Oggi la pioggia non ci ha mai abbandonato

8° giorno 27 novembre appunti in viaggio di Paolo Pagni

Questa notte diluvio universale, ha piovuto tutta la notte, ed io non sono riuscito a chiudere occhio dal troppo caldo che c’era nella camera, dormire è uguale a pedalare, quindi domani parto in salita.

La partenza è stata con le nuvole cariche di acqua, le gambe questa mattina non girano, ma tanto a sud dobbiamo andare ed é tutto in discesa.

Quando vedo le cancellate di legno, ingresso delle fattorie, mi viene in mente il film la casa degli Spiriti “les Tres Marias”. Enrico stamani a un passo molto stanco, e pensare che sono io quello che non ha dormito.

L’orologio fatte le 11 della mañana e incomincia a piovere, speriamo sia una pioggerellina di marzo Argentina :-).

Oggi ci aspetta un altro ponte di un’altra frontiera, secondo la chica de Jorge Perego e del corridore di go-kart che ieri ci ha dato un passaggio, i problemi esistono solo alla frontiera Argentina… vedremo.


Oggi è Domingo, e sulla carretera non c’è traffico, almeno quello pesante. La natura è tutta sveglia perché non essendoci il sole rovente il clima è favorevole per l’uscita di topi e rettili in strada e le mucche passeggiano felici per la pampas libera. Tutto è diverso anche i profumi sono diversi esaltati dalla limpieza della pioggia. La natura offre musica per le orecchie e gli aironi cantano sotto la pioggia

Questa mattina i Kilometri scorrono lenti, ma il nostro obiettivo è portarne a casa almeno 100. Nello specchietto della mia #Poderosa non vedo più Enrico e devo rallentare o fermarmi alla prima pensilina degli autobus, al riparo dalla pioggia, mi fermo ed aspetto.
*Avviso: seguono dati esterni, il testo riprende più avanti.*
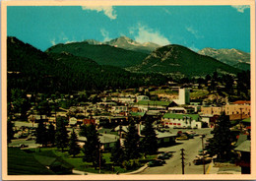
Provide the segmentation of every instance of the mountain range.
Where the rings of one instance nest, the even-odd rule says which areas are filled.
[[[46,53],[67,52],[78,57],[86,57],[95,60],[99,65],[111,65],[116,67],[129,67],[139,64],[148,54],[126,50],[108,44],[100,44],[97,41],[87,40],[57,44],[46,50]]]
[[[187,47],[170,44],[153,51],[139,65],[127,68],[132,72],[158,72],[163,75],[197,77],[212,74],[236,74],[238,69],[210,56],[198,54]]]
[[[97,85],[96,81],[98,80],[97,77],[107,77],[107,75],[116,77],[116,79],[126,76],[128,80],[137,79],[138,74],[140,74],[139,77],[144,77],[146,74],[150,74],[151,77],[153,74],[204,77],[217,71],[221,74],[234,75],[240,71],[239,69],[243,69],[244,64],[248,62],[248,60],[240,62],[240,67],[237,65],[237,68],[239,68],[237,69],[177,44],[157,48],[158,45],[147,43],[149,46],[157,48],[151,53],[128,50],[135,46],[139,47],[142,43],[125,36],[104,43],[94,39],[66,44],[60,43],[49,47],[45,52],[24,43],[16,37],[8,37],[7,41],[8,71],[26,73],[30,75],[31,80],[45,77],[45,75],[56,80],[68,79],[64,79],[65,76],[75,77],[78,80],[81,80],[80,77],[86,80],[91,77],[95,79],[93,85]],[[210,52],[208,48],[208,52]],[[233,52],[240,53],[238,50]],[[65,75],[63,75],[64,72]],[[142,82],[140,80],[140,83]],[[62,84],[64,85],[65,82]],[[80,85],[83,84],[83,81],[81,81]],[[101,83],[101,85],[103,84]],[[94,87],[98,87],[98,85]]]
[[[112,39],[110,41],[105,41],[103,43],[114,46],[114,47],[119,47],[119,48],[133,50],[133,51],[139,51],[139,52],[143,52],[143,53],[147,53],[147,54],[156,50],[158,47],[160,47],[160,45],[153,43],[153,42],[140,43],[140,42],[137,42],[126,36],[120,36],[118,38]]]
[[[12,36],[7,38],[7,71],[8,92],[13,89],[28,93],[97,91],[163,85],[167,82],[160,74],[134,74],[119,67],[99,65],[90,58],[75,56],[67,51],[42,52]]]
[[[250,53],[243,52],[237,49],[215,49],[215,48],[204,48],[198,51],[199,54],[211,56],[221,62],[227,65],[239,68],[239,69],[250,69]]]

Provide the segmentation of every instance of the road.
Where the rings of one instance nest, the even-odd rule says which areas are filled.
[[[198,133],[210,136],[210,129],[201,129]],[[177,145],[175,146],[159,150],[160,151],[173,151],[173,156],[165,160],[166,164],[163,164],[162,166],[148,167],[139,174],[182,174],[181,149],[185,150],[185,174],[203,174],[203,165],[193,164],[193,159],[198,154],[198,151],[202,149],[201,138],[197,136],[194,137],[194,139],[177,141],[176,143]],[[207,171],[207,169],[208,164],[206,164],[205,170]]]

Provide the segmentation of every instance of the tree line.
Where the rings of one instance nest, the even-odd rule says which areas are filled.
[[[13,124],[11,121],[8,121],[8,143],[11,143],[14,135]],[[142,133],[143,137],[141,138],[138,135],[135,120],[131,118],[124,143],[122,144],[121,140],[118,139],[111,150],[110,160],[114,165],[132,169],[140,164],[138,158],[157,153],[158,140],[153,128],[153,120],[146,120]],[[99,164],[103,166],[105,160],[102,157],[102,144],[99,141],[99,134],[96,125],[81,126],[79,135],[86,138],[83,148],[78,145],[78,136],[74,129],[69,136],[65,118],[57,117],[56,127],[51,123],[46,126],[43,121],[39,121],[35,130],[35,143],[40,144],[42,147],[56,147],[61,151],[68,151],[73,157],[82,151],[84,161],[93,162],[96,169]]]

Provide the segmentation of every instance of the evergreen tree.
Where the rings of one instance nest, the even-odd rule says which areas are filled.
[[[153,121],[151,119],[146,119],[146,124],[142,130],[145,136],[141,142],[141,151],[147,156],[147,154],[154,154],[158,151],[158,139],[157,134],[153,128]]]
[[[130,120],[128,127],[128,133],[124,140],[124,152],[125,159],[136,159],[140,157],[140,148],[139,148],[140,136],[135,126],[134,120]]]
[[[48,132],[48,142],[53,146],[55,144],[55,128],[53,124],[50,123]]]
[[[35,130],[35,135],[36,135],[36,140],[35,140],[36,144],[41,144],[42,147],[47,145],[48,135],[47,135],[46,127],[42,120],[39,120],[38,127]]]
[[[120,144],[120,140],[115,143],[115,147],[111,150],[111,157],[110,160],[114,162],[114,164],[122,164],[124,160],[124,151]]]
[[[68,146],[68,133],[64,121],[65,119],[62,117],[57,117],[55,144],[58,149],[61,149],[61,151],[63,151],[64,148],[67,148]]]
[[[229,117],[224,112],[219,118],[214,130],[214,138],[211,140],[207,150],[211,154],[217,154],[220,161],[226,161],[231,157],[231,131]]]
[[[73,157],[75,157],[75,155],[77,155],[80,152],[80,147],[77,144],[77,142],[78,142],[78,137],[73,129],[73,132],[70,137],[70,142],[69,142],[69,154],[73,155]]]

Tutto sta facendo il suo mestiere, dalle valigie della Vaude, all’abbigliamento tecnico della Three Face, alla bicicletta specialized con i suoi parafanghi tanto brutti quanto utili in caso di pioggia. Non per ultimo, la postura è perfetta, grazie a Giuseppe Giannecchini che mi ha messo in bicicletta rivoluzionando lo stile di guida, Giuseppe è un grande, si chiama come mio padre, come il Padre di tutti i padri.

Alla fine siamo arrivati alla frontiera, un po’ di problemi con i timbri perché non tornano molto la sequenza di entrata e di uscita dei vari stati, quattro sorrisi, quattro battute, un colpo sulla spalla e via ci hanno lasciato andare. Sotto la pioggia battente siamo arrivati a destinazione Bella Unión, dove abbiamo cercato l’hotel con una doccia calda e poi un buon pranzo abbiamo concluso la giornata.

Domani, sperando nel sole ci aspetta una tappa piuttosto lunga, e se riusciamo rientriamo in Argentina nella città di Concordia.